Mr, Kiatipong added that his office believes the economy can bounce back to pre-pandemic status by next year.
“Fiscal policy remains key to shore up the economy this year and next,” he assured reporters during the briefing.
The new World Bank outlook is a reduction from the earlier projection of 4%, which also happens to be the government’s growth target for this year.
Prime Minister Prayut Chan-o-cha explained yesterday that they are planning to accelerate investment and increase government spending as a means to propel the economy upwards for this year, and in 2022.
The Prime Minister called on the general public and members of the public sector invest more, as well as increase spending on both essential and non-essential in order to get the economy rolling and recover.
The World Bank’s growth projection also contrasts the International Monetary Fund’s predictions, which sees only a 2.6% forecast. It is also slightly higher than the outlook by the Bank of Thailand at only 3% growth.
Thailand’s tourism sector has been badly battered by the pandemic. The months of January and February saw drops of 99.8% and 99.7% year-on-year in tourist arrivals. January and February still saw significant numbers of tourist arrivals in Thailand, as this was before the pandemic had triggered the government’s emergency decree response.
Last year, only 6.7 million tourists visited Thailand. It is a sharp drop compared to the figures recorded in 2019, in which nearly 40 million tourists had arrived in the Kingdom contributing about THB1.91 trillion to the economy.

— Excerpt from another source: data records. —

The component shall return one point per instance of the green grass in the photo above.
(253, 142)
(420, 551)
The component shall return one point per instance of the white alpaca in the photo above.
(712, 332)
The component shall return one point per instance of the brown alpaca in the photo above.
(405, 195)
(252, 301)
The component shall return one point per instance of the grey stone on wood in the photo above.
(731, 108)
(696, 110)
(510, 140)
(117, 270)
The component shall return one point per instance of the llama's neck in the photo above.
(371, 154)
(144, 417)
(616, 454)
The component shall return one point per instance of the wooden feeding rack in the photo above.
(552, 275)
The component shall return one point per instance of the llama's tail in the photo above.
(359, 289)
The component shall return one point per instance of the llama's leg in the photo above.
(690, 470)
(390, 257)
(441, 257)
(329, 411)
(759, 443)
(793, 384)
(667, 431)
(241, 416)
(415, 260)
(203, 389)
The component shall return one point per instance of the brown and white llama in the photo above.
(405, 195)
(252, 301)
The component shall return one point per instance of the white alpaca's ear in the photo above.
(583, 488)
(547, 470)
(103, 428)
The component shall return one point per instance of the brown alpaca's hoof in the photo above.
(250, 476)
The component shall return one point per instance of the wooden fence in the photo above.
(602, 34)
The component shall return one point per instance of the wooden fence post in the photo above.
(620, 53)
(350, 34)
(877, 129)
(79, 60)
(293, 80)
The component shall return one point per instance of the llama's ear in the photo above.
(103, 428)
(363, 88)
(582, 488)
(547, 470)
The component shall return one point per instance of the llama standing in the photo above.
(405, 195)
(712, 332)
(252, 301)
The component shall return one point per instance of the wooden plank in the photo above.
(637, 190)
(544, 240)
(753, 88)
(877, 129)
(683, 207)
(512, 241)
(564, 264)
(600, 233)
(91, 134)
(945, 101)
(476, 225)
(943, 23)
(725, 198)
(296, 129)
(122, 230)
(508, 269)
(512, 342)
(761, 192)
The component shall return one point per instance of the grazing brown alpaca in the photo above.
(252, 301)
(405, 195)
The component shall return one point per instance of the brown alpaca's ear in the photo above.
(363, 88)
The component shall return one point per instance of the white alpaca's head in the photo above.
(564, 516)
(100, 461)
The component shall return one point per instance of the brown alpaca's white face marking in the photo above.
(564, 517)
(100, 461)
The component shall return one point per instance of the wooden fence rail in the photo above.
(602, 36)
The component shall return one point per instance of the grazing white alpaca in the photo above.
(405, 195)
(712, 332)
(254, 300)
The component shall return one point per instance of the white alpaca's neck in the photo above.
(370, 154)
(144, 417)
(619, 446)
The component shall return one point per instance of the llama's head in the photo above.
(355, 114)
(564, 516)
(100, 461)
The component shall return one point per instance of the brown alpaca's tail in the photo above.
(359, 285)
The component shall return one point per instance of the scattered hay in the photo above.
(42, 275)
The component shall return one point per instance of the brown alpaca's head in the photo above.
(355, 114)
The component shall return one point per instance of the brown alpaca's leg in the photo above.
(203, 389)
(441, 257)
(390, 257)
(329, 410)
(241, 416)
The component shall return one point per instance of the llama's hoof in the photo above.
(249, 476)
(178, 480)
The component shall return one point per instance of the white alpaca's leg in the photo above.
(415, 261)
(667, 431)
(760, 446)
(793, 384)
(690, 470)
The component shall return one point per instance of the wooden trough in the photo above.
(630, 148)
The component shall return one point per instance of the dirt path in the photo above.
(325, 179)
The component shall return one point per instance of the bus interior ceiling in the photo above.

This year, the Bank of Thailand is seeing only 3 million foreign tourist arrivals despite the announced easing of restrictions beginning in April.
Currently, tourism operators in Phuket are calling for increases in the doses allocated to the province as well as other locations that are important to the tourism industry. These groups of businesses want to have 70% of the tourism workforce vaccinated before June, in order for the country to fully reopen to foreign tourists in July.